In her lawsuit trial, E. JeanCarroll testified that Trump raped her
It was a joke, but he didn’t,” wrote a writer suing Donald Trump in a department store fit-room
NEW YORK — A writer suing Donald Trump took the stand Wednesday to tell jurors that the future president raped her after she accompanied him into a department store fitting room in 1996.
Donald Trump said that it didn’t happen when I wrote about it. He lied and shattered my reputation, and I’m here to try and get my life back,” she testified.
Trump denied E. JeanCarroll’s allegations. He hasn’t been to the trial yet, but his lawyers said it was still possible he would testify.
Trump, 76, has said he wasn’t at the store with Carroll and had no clue who she was when she first aired the story publicly in a 2019 memoir and accompanying magazine excerpt. In a post on his social media site Wednesday, he called the case a “made up scam.”
She says he asked her advice about selecting a gift for a woman and she went along, thinking the experience would be funny. According to Carroll, they ended up in a lingerie department, joked with each other about who should try on a bodysuit and went to a dressing room.
Carroll said Trump slammed her against a wall, yanked down her tights and raped her before she kneed him and fled.
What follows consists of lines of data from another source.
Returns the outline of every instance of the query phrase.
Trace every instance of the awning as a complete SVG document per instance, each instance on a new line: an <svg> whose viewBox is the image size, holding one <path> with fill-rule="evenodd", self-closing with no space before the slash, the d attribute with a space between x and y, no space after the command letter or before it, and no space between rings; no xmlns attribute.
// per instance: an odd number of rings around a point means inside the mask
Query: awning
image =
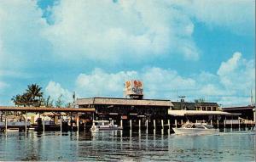
<svg viewBox="0 0 256 162"><path fill-rule="evenodd" d="M241 114L227 113L223 111L202 111L202 110L168 110L168 115L172 116L189 115L239 115Z"/></svg>

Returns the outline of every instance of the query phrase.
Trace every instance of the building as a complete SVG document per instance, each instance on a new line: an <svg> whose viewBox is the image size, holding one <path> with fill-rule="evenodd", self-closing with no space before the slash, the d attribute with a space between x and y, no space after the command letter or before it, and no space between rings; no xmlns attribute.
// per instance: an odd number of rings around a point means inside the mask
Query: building
<svg viewBox="0 0 256 162"><path fill-rule="evenodd" d="M78 108L94 108L95 118L101 120L166 119L173 106L170 100L118 98L78 98Z"/></svg>
<svg viewBox="0 0 256 162"><path fill-rule="evenodd" d="M224 112L241 114L239 117L244 120L255 120L254 119L255 114L253 114L254 109L255 106L248 105L248 106L225 107L225 108L222 108L221 109Z"/></svg>

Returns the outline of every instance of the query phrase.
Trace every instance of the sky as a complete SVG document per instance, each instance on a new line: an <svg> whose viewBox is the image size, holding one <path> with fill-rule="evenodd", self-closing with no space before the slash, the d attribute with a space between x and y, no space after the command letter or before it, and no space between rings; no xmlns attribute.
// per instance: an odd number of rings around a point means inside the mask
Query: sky
<svg viewBox="0 0 256 162"><path fill-rule="evenodd" d="M255 97L254 0L2 0L0 105L27 85L44 97L204 98L248 105Z"/></svg>

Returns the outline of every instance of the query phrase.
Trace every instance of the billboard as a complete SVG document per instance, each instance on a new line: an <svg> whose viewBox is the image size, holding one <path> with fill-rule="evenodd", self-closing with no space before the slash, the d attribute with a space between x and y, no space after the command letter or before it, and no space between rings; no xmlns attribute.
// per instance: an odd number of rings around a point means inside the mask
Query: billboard
<svg viewBox="0 0 256 162"><path fill-rule="evenodd" d="M143 95L143 83L137 80L125 81L126 95Z"/></svg>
She never pursued criminal charges and said she would have kept the accusation secret forever if not for the #MeToo movement, which empowered women to speak up in the wake of sexual assault claims against former movie mogul Harvey Weinstein in 2017.
The case of Donald J. Weinstein: a “made up SCAM” and “no further posts” about Trump’s trial on social media
In other developments, the judge said Trump made an “entirely inappropriate” online statement about the trial and warned the former president’s lawyers that he could bring more legal problems upon himself.
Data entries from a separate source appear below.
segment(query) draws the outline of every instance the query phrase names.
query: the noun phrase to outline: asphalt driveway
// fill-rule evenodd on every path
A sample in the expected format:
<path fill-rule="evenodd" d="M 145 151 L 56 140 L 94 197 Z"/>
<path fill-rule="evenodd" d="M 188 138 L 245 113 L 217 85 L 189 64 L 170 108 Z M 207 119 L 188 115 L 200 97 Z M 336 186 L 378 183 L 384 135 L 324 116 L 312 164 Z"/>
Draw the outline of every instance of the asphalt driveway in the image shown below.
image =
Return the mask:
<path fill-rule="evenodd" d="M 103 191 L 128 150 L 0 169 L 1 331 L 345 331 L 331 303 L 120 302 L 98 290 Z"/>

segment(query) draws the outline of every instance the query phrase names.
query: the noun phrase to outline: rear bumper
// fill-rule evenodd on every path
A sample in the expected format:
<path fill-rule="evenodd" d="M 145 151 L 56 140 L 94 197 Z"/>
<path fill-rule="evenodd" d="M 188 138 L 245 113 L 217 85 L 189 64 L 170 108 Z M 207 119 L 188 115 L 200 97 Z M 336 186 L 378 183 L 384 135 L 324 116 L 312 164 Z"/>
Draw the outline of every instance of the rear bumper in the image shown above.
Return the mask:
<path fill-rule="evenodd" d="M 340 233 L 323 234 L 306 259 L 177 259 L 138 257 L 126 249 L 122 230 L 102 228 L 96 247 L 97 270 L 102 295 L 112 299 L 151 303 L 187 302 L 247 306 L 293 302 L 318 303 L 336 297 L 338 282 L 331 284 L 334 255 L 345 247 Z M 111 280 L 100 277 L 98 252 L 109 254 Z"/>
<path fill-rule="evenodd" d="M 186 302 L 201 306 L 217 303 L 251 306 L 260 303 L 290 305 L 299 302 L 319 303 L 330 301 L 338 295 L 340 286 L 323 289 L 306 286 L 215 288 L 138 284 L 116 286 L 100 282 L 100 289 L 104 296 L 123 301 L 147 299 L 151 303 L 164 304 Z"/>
On Wednesday, Trump launched a counterattack against the trial on social media, telling followers on his Truth Social platform that the case was “a made up SCAM” and that her lawyer is a political operative.
The jurors are not allowed to follow any online commentary or news about the case. But he said he would ask Trump “to refrain from any further posts about this case.”
The trial comes as Trump again seeks the Republican nomination for president, and weeks after he pleaded not guilty to unrelated criminal charges that involve payments made to silence a porn actor who said she had a sexual encounter with him.
Tacopina promised to delve deeper into Carroll’s alleged encounter with Trump, in a dressing room at luxury retailer Bergdorf Goodman, in what could end up being several days of cross-examination.
On the day that the Weinstein allegations came to light, Carroll said she was going to be reporting on women who stood up to men who behaved in ways that were sexual in nature. The cultural shift caused her to reveal what Trump had done to her, she said.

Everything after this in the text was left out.